Sunday, September 15, 2013

Kutumba Theatre Project: The Beebo Brinker Chronicles (5 reviews)

Kutumba Theatre Project opened its production of The Beebo Brinker Chronicles at the Galleria Studio Theater on September 6, 2013.
Set in pre-Stonewall Greenwich Village, The Beebo Brinker Chronicles celebrates the era when 'the love that dares not speak its name' began breaking the old rules...set in the 1950’s, fueled by booze and furtive sex, follows the lives and loves of Laura, Beth and Beebo as they navigate uncharted territories of desire.

Based on the novels by Ann Bannon
written by Kate Moira Ryan & Linda S. Chapman
Kim Ehly directs a cast that features Niki Fridh, Rayner Gabriel Garranchan, Christina Groom, Blaze Powers, Matt Stabile, and Sandi M. Stock

The Sun Sentinel condescendingly relegates theatre reviews to Your Gay Boyfriend Blog:
The Beebo Brinker Chronicles never attains the good, ol’, lurid trashiness of the lesbian-themed pulp novels by author Ann Bannon that inspired the play.

That’s a shame, because most of the cast seems up to the job of having some sensationalized, soap-operatic fun with the script...
Director Kim Ehly does her best to draw out some sort of mob-versus-snob appeal, mashing up theatuh effects (such as period-perfect costumes and wry, witty pop songs bridging scenes together) with cheesy noir narration right out of Raymond Chandler.
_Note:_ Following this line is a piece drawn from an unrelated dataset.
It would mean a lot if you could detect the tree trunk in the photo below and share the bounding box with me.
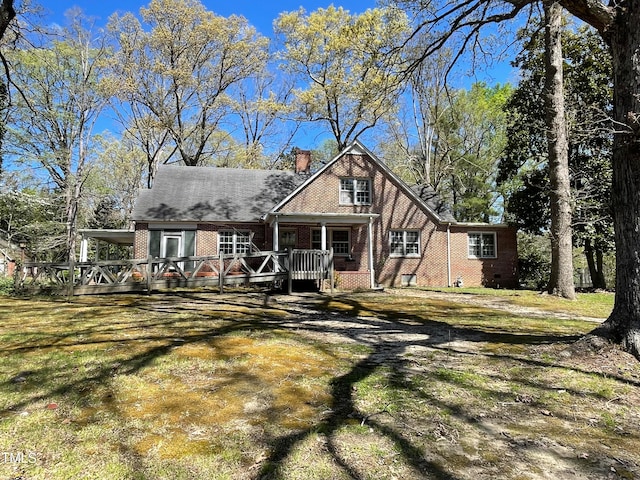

But the required melodrama to support it all just isn’t there in the writing.
Fridh and Groom (who totally nails two other roles) seem to vibrate in the same frequency as, say, a lush Douglas Sirk movie, which may have been the intent here, with the genre’s snappy dialogue, bitchy humor, hot breath, parted lips, heaving breasts and furtive gropes. When Fridh and Groom are the center of the action, the play seems to slip into sharp focus. When they are not, it’s harder to see not only where “Beebo Brinker” is going, but why.
John Thomason reviewed for Boca Magazine:
This play is bawdy and salacious, full of suggestive language, sexual situations, even a little nudity – all for a cause that is both winningly witty and emotionally sensitive.
As the characters love, fight, drink and reminisce across Tyler K. Smith’s spartan, utilitarian set design, Ehly directs the action with breezy pacing and cinematic ambience.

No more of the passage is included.